Companies in Louisiana and elsewhere have to be careful in the way they conduct business. The owners of a business are expected to act in a certain way, and specific actions are looked down upon when they are carried out continuously by anyone within a company. Deceptive trade practices not only harm the people the company does business with, but also could harm the reputation and longevity of a business. Therefore, any accusations of unfair business practices or deceptive trade practices should be taken seriously.

Because competition often guides businesses to alter the way they do business, some companies might decide to take extreme measures to gain more business. While this could be legal in some cases, if these actions include acts such as misleading or making false claims, this is considered a deceptive trade practice.

Although marketing and advertising campaigns can assert grandiose claims about a product or service in order to gain business, these claims cannot be overly deceptive or flat out false. A false statement cannot be made to mislead and lure the public into purchasing a product or a service. Such an act is considered deceptive trade and could be penalized if uncovered, especially if consumers are harmed.

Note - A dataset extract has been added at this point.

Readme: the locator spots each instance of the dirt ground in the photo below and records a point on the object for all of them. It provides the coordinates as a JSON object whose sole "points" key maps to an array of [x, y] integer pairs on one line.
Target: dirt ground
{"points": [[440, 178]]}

Louisiana law prohibits companies from advertising untrue or misleading information. If an individual has suffered due to this kind of advertising, the victim can file a business litigation claim against the business at issue. The remedies available are actual damages caused. Additionally, if the court determines that the company willfully violated the law, the violator must pay treble damages plus attorney and court fees. Injunctive relief and additional relief deemed necessary to compensate the individual are also available.

Those dealing with this or other business law issues should understand the details of the matter they are currently in. This will not only protect their rights but also the rights and interests of the company involved.